Hardware Specification Yes We trained our model using 24 Nvidia A100 GPUs with a batch size of 24... The experiments were conducted on an unloaded A100. Loopy takes 18 seconds to complete 25 steps of denoising to generate 12 frames on an A100 GPU
Software Dependencies No For the audio condition, we first use wav2vec (Baevski et al., 2020; Schneider et al., 2019) for audio feature extraction... we used DWPose (Yang et al., 2023) to detect facial keypoints... We employ Q-Align (Wu et al., 2023) to assess the visual quality of generated videos... we employ the smooth metric from the widely used video generation evaluation tool VBench (Huang et al., 2024)... We report the widely used Sync-C (confidence) and Sync-D (distance) (proposed in Sync Net (Chung & Zisserman, 2017)). The paper mentions several software tools and libraries (wav2vec, DWPose, Q-Align, VBench, Sync Net) but does not provide specific version numbers for any of them, which is required for reproducible software dependencies.
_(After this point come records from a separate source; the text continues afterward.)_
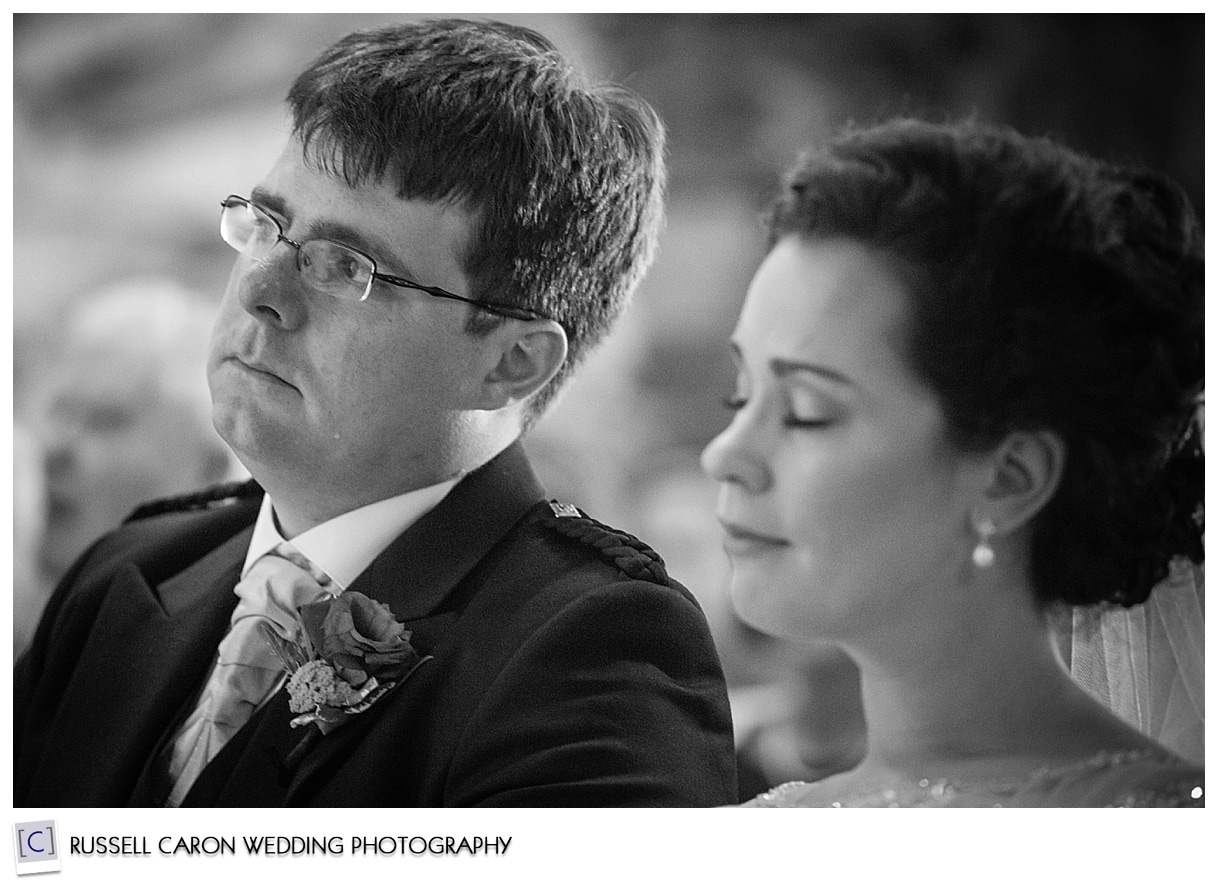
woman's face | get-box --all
[703,236,985,644]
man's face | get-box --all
[207,140,488,517]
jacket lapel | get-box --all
[193,441,544,805]
[35,530,250,805]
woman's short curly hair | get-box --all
[770,119,1205,607]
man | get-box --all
[13,21,734,805]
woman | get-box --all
[703,121,1203,805]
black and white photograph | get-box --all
[11,6,1206,872]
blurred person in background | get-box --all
[15,19,736,806]
[13,278,245,655]
[12,417,50,658]
[703,119,1205,806]
[38,279,242,585]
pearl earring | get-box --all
[973,518,998,569]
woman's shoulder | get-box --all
[743,747,1205,808]
[1018,748,1205,808]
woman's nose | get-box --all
[702,412,771,493]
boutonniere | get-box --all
[262,591,431,741]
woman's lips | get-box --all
[720,520,790,556]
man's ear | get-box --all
[477,319,566,411]
[973,430,1066,534]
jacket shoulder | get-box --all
[538,499,671,585]
[123,480,262,524]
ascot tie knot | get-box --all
[168,542,334,805]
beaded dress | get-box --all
[744,748,1205,808]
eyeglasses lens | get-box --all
[300,239,374,300]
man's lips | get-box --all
[229,356,296,389]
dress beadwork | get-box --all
[744,748,1205,808]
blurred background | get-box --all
[13,15,1205,796]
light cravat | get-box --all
[166,542,330,806]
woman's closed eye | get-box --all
[722,395,834,429]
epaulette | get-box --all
[123,480,262,524]
[541,499,669,585]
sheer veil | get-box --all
[1069,559,1205,765]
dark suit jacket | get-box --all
[13,445,736,806]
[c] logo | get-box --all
[12,821,60,876]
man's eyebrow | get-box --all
[770,358,854,386]
[250,186,287,217]
[250,186,413,278]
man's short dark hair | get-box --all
[287,19,665,420]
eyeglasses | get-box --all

Experiment Setup Yes We trained our model using 24 Nvidia A100 GPUs with a batch size of 24, using the Adam W (Loshchilov & Hutter, 2017) optimizer with a learning rate of 1e-5 to train the model for two stages, each lasting 4 days. The generated video length was set to 12 frames, and the motion frame was set to 124 frames... The training videos were uniformly processed at 25 FPS and cropped to 512 512 portrait videos. During Inference, we perform class-free guidance (Ho & Salimans, 2022) using multiple conditions... The audio ratio is set to 5 and the reference ratio to 3. We use DDIM with 25 denoising steps for inference.